Testing: existing Appender test suite is extended and adapted to new Appender API.

Fixes: #84, #100, #110, #139, #157, #163, #219, #249

@staticlibs staticlibs marked this pull request as draft June 29, 2025 23:04
@staticlibs staticlibs force-pushed the appender_datachunk branch from a02716b to 64386b7 Compare July 3, 2025 15:56
@arouel
Copy link
Contributor

arouel commented Jul 7, 2025

@staticlibs would it feasible to use the Foreign Function and Memory (FFM) API instead of Java Native Interface (JNI)? With jextract you could generate the mapping to the C API easily. I bring this up, because in a future release the interoperation with native code will be disallowed by default. The FFM API is the preferred alternative to JNI.

@staticlibs
Copy link
Collaborator Author

@arouel

The main target for the JDBC driver is Java 8. Access to DuckDB engine through FFM can be introduced in future as an optional alternative, but JNI remains the main approach for any foreseeable future. And upcoming restrictions to native code are likely to be applied (by the JDK) to both JNI and FFM the same way (because they have almost the same problems with app "integrity"). And both JNI and FFM are likely to use the same flags/manifests to disable the restrictions that are added.

Copy link
Contributor

@arouel arouel left a comment

Choose a reason for hiding this comment

The reason will be displayed to describe this comment to others. Learn more.

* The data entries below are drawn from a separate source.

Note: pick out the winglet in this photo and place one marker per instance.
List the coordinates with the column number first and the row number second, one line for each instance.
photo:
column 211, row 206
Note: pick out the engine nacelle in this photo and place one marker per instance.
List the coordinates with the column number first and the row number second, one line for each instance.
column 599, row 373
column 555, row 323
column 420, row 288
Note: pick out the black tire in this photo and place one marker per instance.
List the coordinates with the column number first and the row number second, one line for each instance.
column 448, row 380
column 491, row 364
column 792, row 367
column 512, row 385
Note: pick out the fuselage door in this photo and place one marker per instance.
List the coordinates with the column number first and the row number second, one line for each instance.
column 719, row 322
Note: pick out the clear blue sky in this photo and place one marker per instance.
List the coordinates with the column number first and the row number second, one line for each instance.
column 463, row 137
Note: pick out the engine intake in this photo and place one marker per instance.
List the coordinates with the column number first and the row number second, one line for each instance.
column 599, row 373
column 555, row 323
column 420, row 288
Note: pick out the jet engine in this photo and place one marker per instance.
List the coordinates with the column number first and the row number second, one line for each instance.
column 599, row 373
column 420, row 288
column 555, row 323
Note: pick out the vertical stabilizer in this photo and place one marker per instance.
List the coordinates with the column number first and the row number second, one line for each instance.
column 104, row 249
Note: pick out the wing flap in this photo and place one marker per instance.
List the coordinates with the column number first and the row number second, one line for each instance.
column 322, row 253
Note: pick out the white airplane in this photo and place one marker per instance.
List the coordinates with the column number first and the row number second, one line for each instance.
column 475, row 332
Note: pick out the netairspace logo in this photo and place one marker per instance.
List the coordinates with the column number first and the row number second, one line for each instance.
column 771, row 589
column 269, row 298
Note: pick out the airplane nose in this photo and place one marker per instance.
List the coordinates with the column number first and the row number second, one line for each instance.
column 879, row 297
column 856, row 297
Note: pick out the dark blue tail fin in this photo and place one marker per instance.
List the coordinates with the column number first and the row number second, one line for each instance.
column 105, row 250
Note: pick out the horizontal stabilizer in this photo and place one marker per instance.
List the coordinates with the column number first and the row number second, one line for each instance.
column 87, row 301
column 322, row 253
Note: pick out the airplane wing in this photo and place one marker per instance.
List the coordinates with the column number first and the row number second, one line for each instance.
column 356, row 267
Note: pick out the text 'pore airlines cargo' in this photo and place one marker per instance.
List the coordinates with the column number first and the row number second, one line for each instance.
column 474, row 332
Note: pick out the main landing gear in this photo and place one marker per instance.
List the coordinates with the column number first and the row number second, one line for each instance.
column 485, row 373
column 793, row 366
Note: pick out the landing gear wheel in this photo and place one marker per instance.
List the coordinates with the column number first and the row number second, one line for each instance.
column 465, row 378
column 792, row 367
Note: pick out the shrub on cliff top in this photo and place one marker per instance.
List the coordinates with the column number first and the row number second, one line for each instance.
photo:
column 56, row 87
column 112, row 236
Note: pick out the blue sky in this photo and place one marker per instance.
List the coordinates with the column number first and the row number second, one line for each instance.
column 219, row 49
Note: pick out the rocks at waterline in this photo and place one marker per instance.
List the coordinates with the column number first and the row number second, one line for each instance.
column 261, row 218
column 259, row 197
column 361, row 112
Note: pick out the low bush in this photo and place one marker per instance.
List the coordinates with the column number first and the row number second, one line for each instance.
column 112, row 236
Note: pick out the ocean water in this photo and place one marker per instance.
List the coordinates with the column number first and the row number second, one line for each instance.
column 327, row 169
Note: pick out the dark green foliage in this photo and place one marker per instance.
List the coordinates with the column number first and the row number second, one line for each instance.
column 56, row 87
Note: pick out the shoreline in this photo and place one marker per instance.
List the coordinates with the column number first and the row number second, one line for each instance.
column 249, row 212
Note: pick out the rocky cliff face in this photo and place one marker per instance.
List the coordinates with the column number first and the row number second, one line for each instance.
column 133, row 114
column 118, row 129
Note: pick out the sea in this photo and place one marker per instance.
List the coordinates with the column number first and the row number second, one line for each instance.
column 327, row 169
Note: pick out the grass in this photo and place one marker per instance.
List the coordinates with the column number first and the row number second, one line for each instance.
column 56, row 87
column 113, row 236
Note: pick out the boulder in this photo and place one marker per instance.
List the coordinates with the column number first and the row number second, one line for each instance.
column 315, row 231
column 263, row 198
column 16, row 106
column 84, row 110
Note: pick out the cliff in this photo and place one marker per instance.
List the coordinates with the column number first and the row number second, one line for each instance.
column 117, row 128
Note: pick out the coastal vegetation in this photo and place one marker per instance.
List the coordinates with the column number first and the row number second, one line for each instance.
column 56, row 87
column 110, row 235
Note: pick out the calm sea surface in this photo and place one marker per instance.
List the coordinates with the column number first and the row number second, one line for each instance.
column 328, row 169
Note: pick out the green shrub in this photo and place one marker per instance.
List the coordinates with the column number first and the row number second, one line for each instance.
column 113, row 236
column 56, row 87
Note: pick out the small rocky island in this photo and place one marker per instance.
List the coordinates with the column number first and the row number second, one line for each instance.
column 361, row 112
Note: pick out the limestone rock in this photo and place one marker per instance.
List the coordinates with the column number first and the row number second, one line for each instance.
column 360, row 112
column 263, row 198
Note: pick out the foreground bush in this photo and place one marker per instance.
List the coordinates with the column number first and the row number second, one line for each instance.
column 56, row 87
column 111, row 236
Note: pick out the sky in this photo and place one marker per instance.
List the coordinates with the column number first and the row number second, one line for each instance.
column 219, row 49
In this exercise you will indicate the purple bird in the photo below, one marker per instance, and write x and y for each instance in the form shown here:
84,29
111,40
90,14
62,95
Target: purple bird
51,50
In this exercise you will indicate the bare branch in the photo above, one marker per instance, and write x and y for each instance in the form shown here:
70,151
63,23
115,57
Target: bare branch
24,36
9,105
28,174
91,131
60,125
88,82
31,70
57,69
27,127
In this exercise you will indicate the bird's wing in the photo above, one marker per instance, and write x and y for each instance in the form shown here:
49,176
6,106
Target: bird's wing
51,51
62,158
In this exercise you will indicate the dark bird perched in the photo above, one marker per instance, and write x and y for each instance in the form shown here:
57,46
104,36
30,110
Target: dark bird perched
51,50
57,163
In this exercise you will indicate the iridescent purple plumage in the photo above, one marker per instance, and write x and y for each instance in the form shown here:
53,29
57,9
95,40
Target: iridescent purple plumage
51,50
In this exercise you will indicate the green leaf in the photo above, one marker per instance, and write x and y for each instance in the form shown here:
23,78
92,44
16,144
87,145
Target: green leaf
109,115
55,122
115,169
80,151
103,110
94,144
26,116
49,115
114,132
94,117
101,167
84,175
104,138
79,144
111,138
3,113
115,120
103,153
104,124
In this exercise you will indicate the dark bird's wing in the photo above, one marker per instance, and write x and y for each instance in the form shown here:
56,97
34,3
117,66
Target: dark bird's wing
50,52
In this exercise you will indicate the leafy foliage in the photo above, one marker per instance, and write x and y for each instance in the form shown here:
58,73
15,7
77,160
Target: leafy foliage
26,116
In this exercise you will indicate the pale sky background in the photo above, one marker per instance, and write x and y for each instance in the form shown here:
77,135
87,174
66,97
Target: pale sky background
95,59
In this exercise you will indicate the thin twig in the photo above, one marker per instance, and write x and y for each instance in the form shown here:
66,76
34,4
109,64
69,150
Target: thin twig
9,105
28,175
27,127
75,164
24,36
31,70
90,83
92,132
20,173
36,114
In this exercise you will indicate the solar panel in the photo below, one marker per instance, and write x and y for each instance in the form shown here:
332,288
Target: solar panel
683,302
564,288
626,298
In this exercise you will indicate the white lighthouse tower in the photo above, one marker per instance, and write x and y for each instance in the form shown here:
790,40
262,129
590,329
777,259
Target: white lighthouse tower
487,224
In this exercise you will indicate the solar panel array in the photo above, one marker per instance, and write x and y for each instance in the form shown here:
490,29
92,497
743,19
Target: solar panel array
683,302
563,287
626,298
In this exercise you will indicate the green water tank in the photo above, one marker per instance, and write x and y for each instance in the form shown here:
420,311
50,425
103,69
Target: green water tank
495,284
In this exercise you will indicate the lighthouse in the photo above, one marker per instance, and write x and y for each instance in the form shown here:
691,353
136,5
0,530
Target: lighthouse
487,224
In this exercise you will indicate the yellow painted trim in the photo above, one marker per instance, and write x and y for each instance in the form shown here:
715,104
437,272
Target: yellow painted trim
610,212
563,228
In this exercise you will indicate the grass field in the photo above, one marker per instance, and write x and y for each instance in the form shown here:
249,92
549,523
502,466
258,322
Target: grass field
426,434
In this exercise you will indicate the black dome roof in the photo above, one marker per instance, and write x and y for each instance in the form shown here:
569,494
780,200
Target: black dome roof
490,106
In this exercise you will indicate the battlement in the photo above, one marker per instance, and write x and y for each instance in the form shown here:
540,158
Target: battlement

Is it the plan to keep the current method names of the new DuckDBAppender as they were before? If possible, I would prefer if we change the naming pattern, so that one can understand which database type we append to, e.g. appendBlob(byte[] values), appendString(byte[] value), appendTimestamp(Instant value) etc.

When we keep the naming pattern as is, we keep the confusion to which type we map to.

@arouel
Copy link
Contributor

arouel commented Jul 7, 2025

@arouel

The main target for the JDBC driver is Java 8. Access to DuckDB engine through FFM can be introduced in future as an optional alternative, but JNI remains the main approach for any foreseeable future. And upcoming restrictions to native code are likely to be applied (by the JDK) to both JNI and FFM the same way (because they have almost the same problems with app "integrity"). And both JNI and FFM are likely to use the same flags/manifests to disable the restrictions that are added.

Ok, I get it, when you target Java 8 specifically.

@staticlibs
Copy link
Collaborator Author

@arouel

Is it the plan to keep the current method names

New Appender follows the StringBuilder's approach with overloaded append() method. When the same Java type can be used for different DB type - then special names are used like appendDecimal().

@staticlibs staticlibs force-pushed the appender_datachunk branch from 64386b7 to 2329252 Compare July 8, 2025 15:50
This change implements the access to the Appender interface from Java with
the following features:

 - C API is used to access the native Appender
 - necessary C API calls are exposed to Java using JNI wrappers as thin
   as possible - Java calls mirror corresponding C API calls 1 to 1
 - the data chunk interface of the Appender API is used: vector data is
   exposed as a direct ByteBuffer, all primitive appended values are
   written to this buffer from Java without going through JNI + C API (
   that is still used for some types with calls like:
   `duckdb_vector_assign_string_element_len`)
 - Java-side Appender/DataChunk/Vector data structures follow the Go
   lang's Appender implementation closely (with nested arrays
   initialization etc)
 - Java Appender usage is made thread-safe for concurrent Appender or
   Connection closure; `append()` calls are remained not thread-safe (to
   minimize the overhead), but their usage cannot cause the JNI-side
   crash
 - Java API of the new Appender is modeled after the
   `java.lang.StringBuilder` class and intended to be used with method
   chaining
 - support primitive arrays (one and two dimensional)
 - support for `NULL` and `DEFAULT` values
 - type checks between Java types and DB column types are enforced

Note: previous version of the Appender (that internally creates
`Value` instances and appends them one by one) is still available for
compatibility. It can be created using
`Connection#createSingleValueAppender` method. It is marked as
'deprecated' and intended to be removed in future versions.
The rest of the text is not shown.